Nicolas CHEVASSUS-AU-LOUIS
Libération, 03 décembre 2004 :
Si les lichens sont contaminés autour du centre CEA de Valduc, ce n'est pas le cas des feuilles d'arbres et des céréales. Pour le comprendre, il faut se rappeler que les végétaux et les lichens forment, grâce à l'énergie du soleil, des molécules organiques à partir d'eau et de CO2 atmosphérique. Si l'eau utilisée pour cette photosynthèse contient du tritium, la radioactivité se retrouvera fixée dans la matière organique de la plante. Or les lichens ont des caractéristiques différentes des autres végétaux qui lui confèrent son aptitude de pompe à radioactivité. Faute de racines, les lichens captent en effet la vapeur d'eau atmosphérique ou l'eau de pluie qui ruisselle, alors que les végétaux puisent surtout leur eau dans le sol, qui n'est pas contaminée autour de Valduc.

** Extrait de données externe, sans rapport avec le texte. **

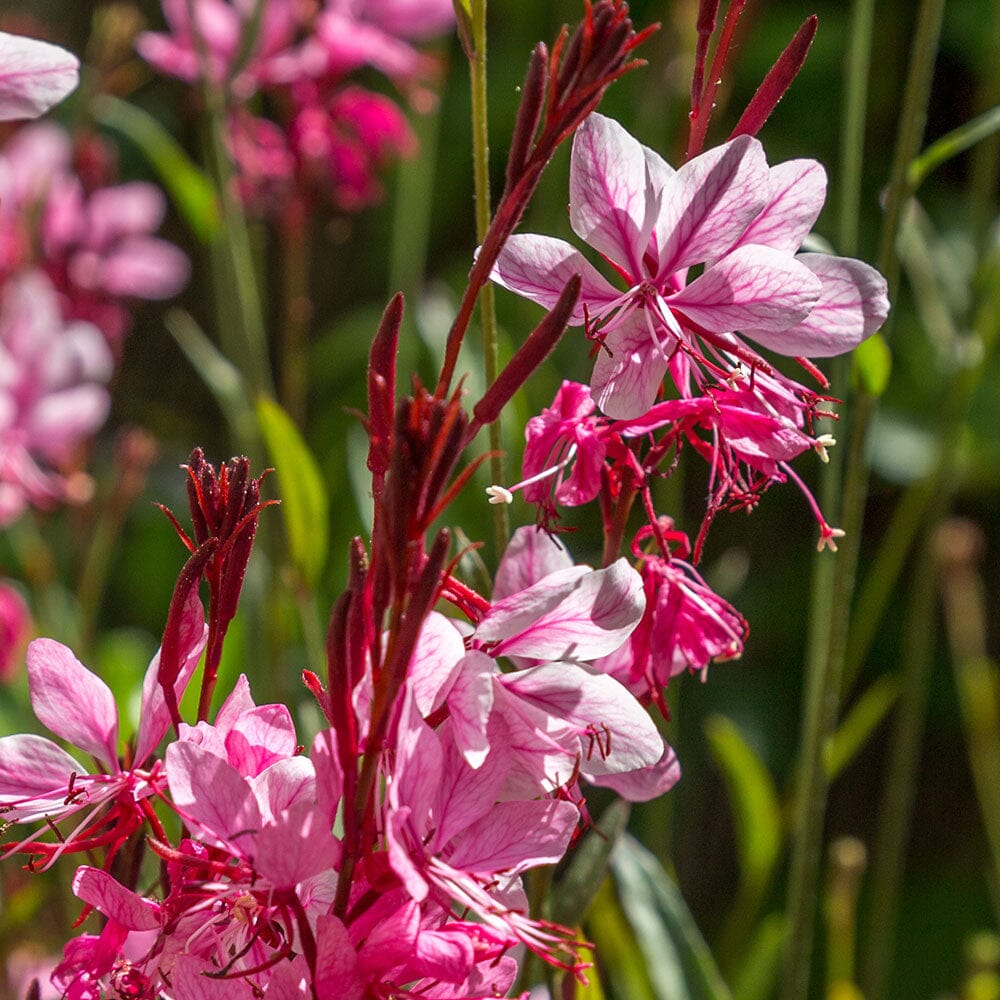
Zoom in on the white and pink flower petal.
[27,639,119,771]
[743,253,889,358]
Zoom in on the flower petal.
[0,31,80,121]
[743,253,889,358]
[654,135,768,281]
[738,160,826,253]
[590,309,667,420]
[490,233,621,326]
[667,245,821,338]
[476,559,645,660]
[27,639,118,771]
[569,114,653,279]
[493,525,573,603]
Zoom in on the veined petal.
[167,741,261,848]
[493,525,573,602]
[590,307,670,420]
[743,253,889,358]
[498,664,663,777]
[448,799,580,875]
[738,160,826,253]
[0,733,87,822]
[667,245,821,338]
[654,135,768,281]
[490,233,621,326]
[0,31,80,121]
[587,742,681,802]
[569,114,652,278]
[27,639,118,771]
[73,865,160,931]
[476,559,645,660]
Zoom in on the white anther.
[486,486,514,504]
[813,434,837,462]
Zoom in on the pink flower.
[0,271,114,526]
[493,114,888,419]
[0,580,31,683]
[0,31,80,121]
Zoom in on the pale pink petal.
[498,663,663,777]
[654,135,768,281]
[587,743,681,802]
[0,32,80,121]
[448,649,496,768]
[167,741,261,849]
[73,865,161,931]
[569,114,653,277]
[25,385,111,462]
[476,559,645,660]
[101,236,191,300]
[250,757,316,822]
[743,253,889,358]
[28,639,118,771]
[493,524,572,602]
[590,308,672,420]
[739,160,826,253]
[85,181,167,247]
[490,233,622,326]
[408,611,465,717]
[135,590,208,767]
[667,246,821,336]
[448,799,580,874]
[0,733,87,821]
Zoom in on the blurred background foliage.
[0,0,1000,1000]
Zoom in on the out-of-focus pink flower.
[493,114,889,420]
[0,271,114,525]
[0,122,190,344]
[0,580,31,683]
[137,0,298,99]
[0,31,80,121]
[289,85,416,211]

De plus, les lichens tirent leur croissance lente et régulière d'une photosynthèse efficace toute l'année. A l'inverse, les végétaux ordinaires vivent par cycles : photosynthèse et croissance en été, inactivité en hiver. Une éventuelle radioactivité fixée l'été sera perdue à l'automne avec les feuilles, et une émission hivernale ne laissera aucune trace. «Les lichens sont des bio-indicateurs de l'environnement, explique le lichenologue Damien Cuny, de la faculté de pharmacie de Lille, puisqu'ils peuvent accumuler les métaux lourds et les isotopes radioactifs. Les teneurs qu'on y retrouve traduisent les doses reçues tout au long de leur vie.» Mais les lichens sont de mauvais mouchards puisqu'on ne peut dater les épisodes contaminants, faute de dater précisément leur âge. On ne peut que l'estimer grossièrement, en décennies, à partir de l'âge de son substrat (arbre, muret...). Et toutes les classes d'âge de lichens prélevés autour de Valduc se sont avérées contaminées par le tritium.